> I did some analysis a while back that might useful to share here.
> 8.0 mm2 SKL core
> 0.9 mm2 AVX512
> 2.0 mm2 1MB L2$
> 2.4 mm2 1.375MB L3$
> 0.4 mm2 Snoop filter
> 2.0 mm2 caching and home agent
> 2.2 mm2 FIVR, PLLs
> 0.4 mm2 Mystery block
> 18.0 mm2 Total SKL-SP tile
> So AVX512 is about 5% of the tile area, the tiles are 72% of the total area of SKL-SP.
> If you removed AVX512 you'd save 28mm2 for the whole chip, which would let you add at most 2 tiles.
> In that vein, it seems like a pretty reasonable trade-off.

I won't say any processor design choice is not reasonable because we don't know what the constraints are, even apparently stupid marketing segregation that is done with very reasonable goal of increasing profit!
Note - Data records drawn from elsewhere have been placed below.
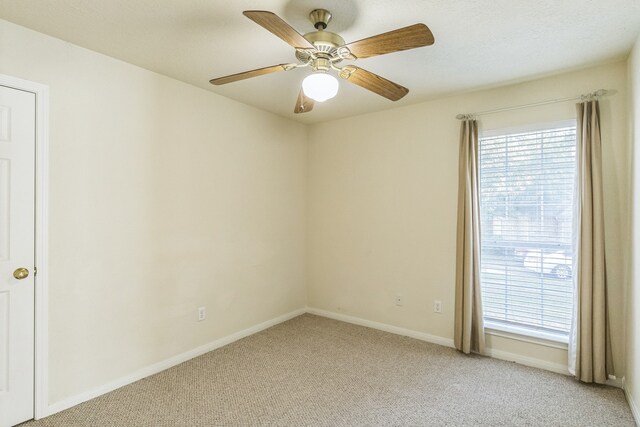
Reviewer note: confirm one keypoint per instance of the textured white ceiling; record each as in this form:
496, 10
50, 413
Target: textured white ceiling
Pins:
478, 42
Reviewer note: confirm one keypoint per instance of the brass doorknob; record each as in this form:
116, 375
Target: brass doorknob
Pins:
21, 273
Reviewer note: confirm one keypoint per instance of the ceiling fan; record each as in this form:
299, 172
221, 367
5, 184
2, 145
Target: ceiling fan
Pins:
323, 51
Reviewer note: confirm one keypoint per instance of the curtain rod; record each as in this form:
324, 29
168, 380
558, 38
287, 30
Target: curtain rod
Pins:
598, 93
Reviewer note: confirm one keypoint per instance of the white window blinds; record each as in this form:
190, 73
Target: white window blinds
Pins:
526, 209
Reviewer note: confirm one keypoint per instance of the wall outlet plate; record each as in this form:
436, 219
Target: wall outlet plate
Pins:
437, 306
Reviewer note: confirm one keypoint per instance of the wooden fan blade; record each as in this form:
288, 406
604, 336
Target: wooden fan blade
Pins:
277, 26
373, 82
410, 37
304, 104
247, 74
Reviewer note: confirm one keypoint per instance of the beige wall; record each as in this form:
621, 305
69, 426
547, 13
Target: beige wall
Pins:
632, 384
383, 194
164, 198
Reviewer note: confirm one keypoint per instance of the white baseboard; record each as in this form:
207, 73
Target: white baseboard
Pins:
447, 342
168, 363
633, 406
527, 361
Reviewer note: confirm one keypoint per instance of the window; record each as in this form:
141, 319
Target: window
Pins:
526, 210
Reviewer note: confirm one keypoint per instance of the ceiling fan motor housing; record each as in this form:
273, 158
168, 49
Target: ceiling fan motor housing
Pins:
324, 42
320, 18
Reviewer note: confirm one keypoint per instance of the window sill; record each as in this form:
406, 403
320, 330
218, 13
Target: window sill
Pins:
534, 337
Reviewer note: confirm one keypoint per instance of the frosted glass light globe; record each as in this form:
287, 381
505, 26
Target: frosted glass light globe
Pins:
320, 86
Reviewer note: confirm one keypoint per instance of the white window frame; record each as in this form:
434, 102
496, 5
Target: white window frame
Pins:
547, 338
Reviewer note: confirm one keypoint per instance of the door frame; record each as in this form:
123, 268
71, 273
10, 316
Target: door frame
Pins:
41, 278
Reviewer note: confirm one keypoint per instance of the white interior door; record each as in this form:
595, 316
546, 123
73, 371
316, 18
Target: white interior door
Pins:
17, 193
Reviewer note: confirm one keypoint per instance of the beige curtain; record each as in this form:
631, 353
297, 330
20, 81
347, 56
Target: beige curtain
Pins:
589, 346
469, 328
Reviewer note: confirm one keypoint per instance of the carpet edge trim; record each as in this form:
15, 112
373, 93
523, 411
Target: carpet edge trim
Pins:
434, 339
632, 404
167, 363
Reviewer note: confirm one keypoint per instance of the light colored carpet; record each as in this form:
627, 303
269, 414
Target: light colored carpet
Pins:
313, 371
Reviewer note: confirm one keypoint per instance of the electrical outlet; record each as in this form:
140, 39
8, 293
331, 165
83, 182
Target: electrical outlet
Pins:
437, 306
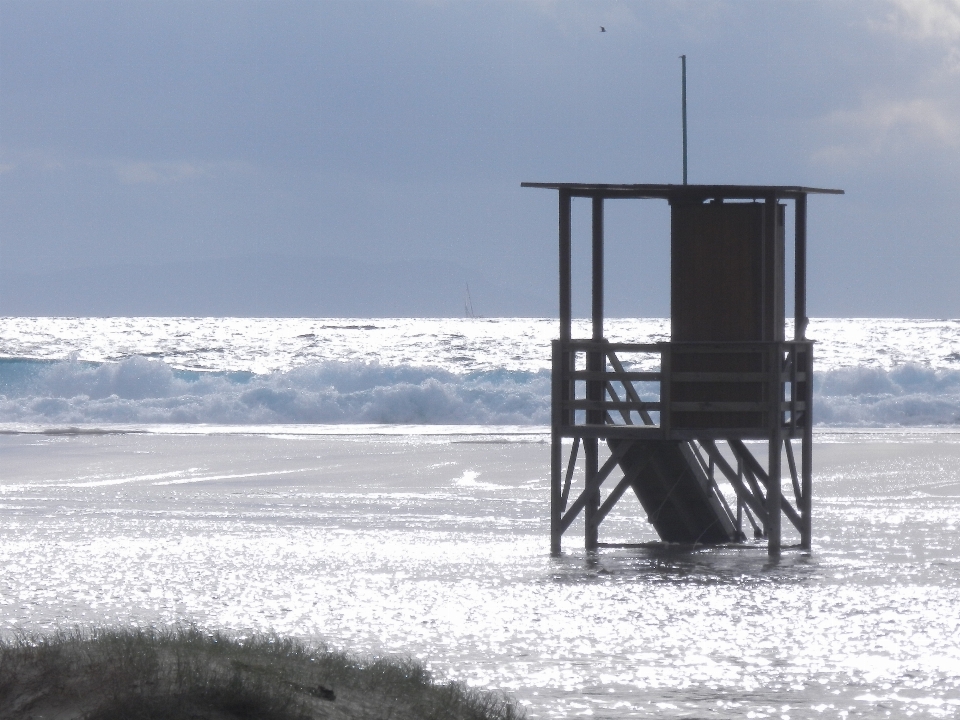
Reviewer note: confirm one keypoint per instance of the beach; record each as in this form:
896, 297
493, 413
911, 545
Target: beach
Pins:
432, 542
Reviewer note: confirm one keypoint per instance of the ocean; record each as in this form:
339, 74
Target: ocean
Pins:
381, 485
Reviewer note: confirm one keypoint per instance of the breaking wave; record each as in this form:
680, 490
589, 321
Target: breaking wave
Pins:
146, 390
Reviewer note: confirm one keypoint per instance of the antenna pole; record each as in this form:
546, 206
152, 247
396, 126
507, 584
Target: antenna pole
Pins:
683, 94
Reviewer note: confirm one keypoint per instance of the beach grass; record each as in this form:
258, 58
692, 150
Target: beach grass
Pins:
185, 673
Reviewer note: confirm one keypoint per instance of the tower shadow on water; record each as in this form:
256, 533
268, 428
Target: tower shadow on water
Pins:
728, 376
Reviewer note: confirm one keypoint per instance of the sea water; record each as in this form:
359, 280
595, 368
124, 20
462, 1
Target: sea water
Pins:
246, 371
144, 480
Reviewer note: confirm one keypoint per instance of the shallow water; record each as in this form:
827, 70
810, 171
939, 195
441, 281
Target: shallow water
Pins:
435, 545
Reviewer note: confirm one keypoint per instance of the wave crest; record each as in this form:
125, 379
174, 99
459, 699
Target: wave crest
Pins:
147, 390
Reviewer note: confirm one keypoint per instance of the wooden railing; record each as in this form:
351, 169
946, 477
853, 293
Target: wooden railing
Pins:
715, 389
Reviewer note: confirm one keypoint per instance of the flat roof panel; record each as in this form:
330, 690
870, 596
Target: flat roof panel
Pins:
669, 192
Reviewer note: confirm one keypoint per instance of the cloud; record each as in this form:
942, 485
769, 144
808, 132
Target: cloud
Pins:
136, 173
889, 126
926, 19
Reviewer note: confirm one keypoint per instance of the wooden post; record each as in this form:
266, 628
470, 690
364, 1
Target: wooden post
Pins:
595, 363
566, 311
597, 305
806, 460
800, 268
775, 298
800, 333
556, 448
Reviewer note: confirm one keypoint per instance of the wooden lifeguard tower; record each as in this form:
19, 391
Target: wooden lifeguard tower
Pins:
727, 375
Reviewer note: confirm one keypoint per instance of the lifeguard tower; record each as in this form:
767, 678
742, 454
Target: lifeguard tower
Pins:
727, 378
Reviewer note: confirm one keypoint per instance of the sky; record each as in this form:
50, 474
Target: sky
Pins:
365, 157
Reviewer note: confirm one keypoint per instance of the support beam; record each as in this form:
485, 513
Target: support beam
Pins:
806, 460
800, 268
595, 363
557, 501
566, 303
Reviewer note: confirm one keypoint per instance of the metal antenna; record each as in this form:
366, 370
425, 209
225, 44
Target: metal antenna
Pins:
683, 65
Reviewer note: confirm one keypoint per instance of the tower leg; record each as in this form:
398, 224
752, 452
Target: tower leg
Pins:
591, 534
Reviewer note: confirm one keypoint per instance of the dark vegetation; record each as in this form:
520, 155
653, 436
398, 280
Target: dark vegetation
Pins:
188, 674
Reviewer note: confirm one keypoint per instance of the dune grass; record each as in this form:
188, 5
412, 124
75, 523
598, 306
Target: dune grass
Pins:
185, 673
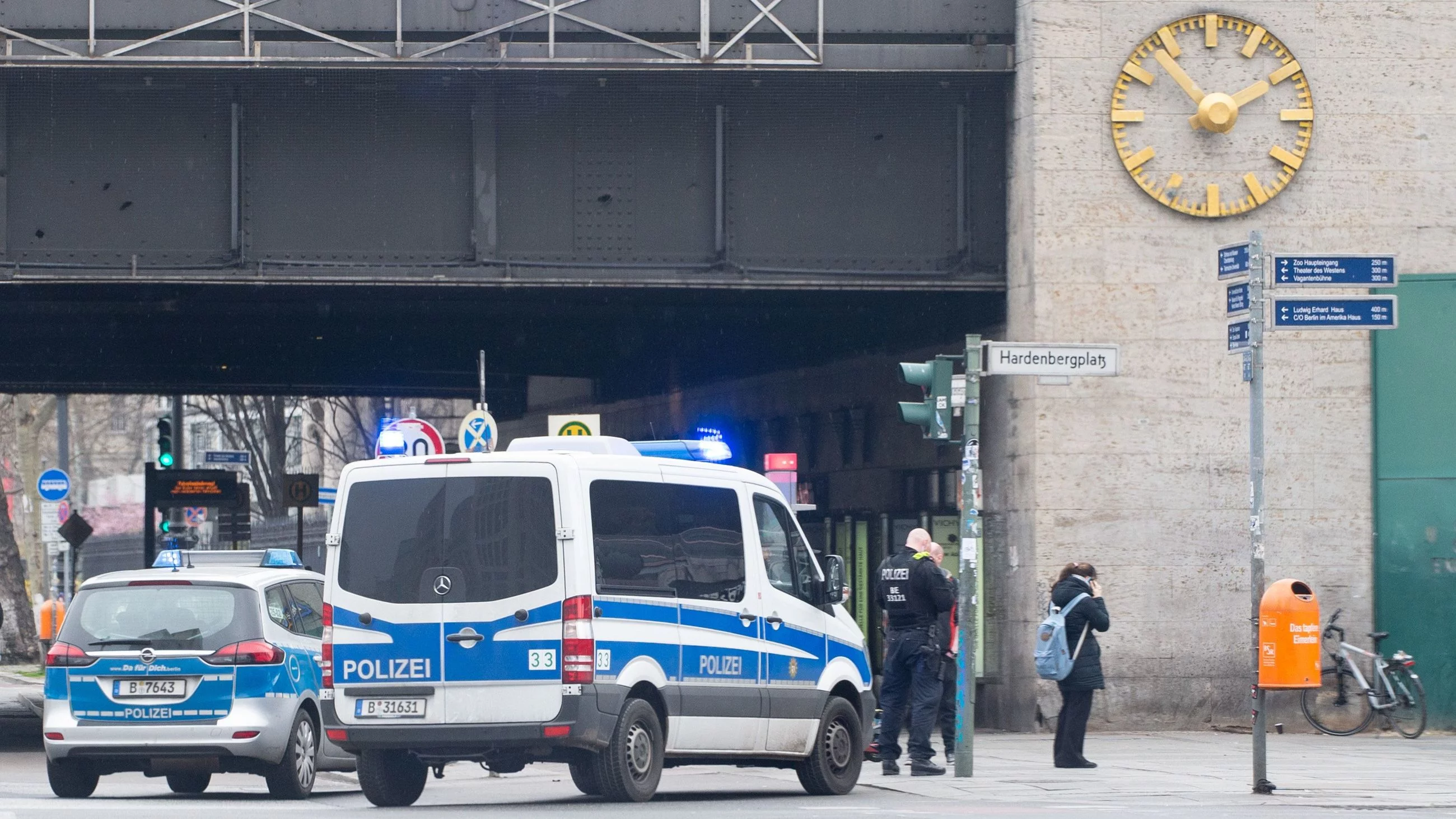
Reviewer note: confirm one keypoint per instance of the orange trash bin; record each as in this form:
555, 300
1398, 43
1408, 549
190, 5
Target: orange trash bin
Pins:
53, 614
1289, 636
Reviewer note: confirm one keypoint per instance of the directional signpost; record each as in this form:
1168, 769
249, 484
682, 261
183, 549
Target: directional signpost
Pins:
1334, 313
1247, 336
1334, 270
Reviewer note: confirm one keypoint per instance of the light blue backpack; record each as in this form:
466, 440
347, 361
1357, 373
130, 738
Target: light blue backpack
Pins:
1053, 659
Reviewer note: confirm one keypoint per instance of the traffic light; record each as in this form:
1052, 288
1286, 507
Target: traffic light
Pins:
165, 458
934, 413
That said, how do you separate core (presumably including AVX256) from AVX512? Is AVX512 part of the core 8mm, or additional? Do you just roughly chop vector units and registers in half?

Putting 512 bit data paths through the L1d to vector units is at least one thing in the core which is not a simple bolt-on, and would have significant affects outside the Zen2 today with AVX256 and 1/2 the L1 bandwidth appears to get significantly better IPC per core on SPECfp than Skylake SP. Zen 1 core on similar/worse process and vintage seems to get comparable IPC (although lower perf due to MHz of course).

SPECfp != all floating point workloads and you can obviously find codes where AVX512 and presumably the double L1 bandwidth does help. Still, I suspect many would prefer a few more cores.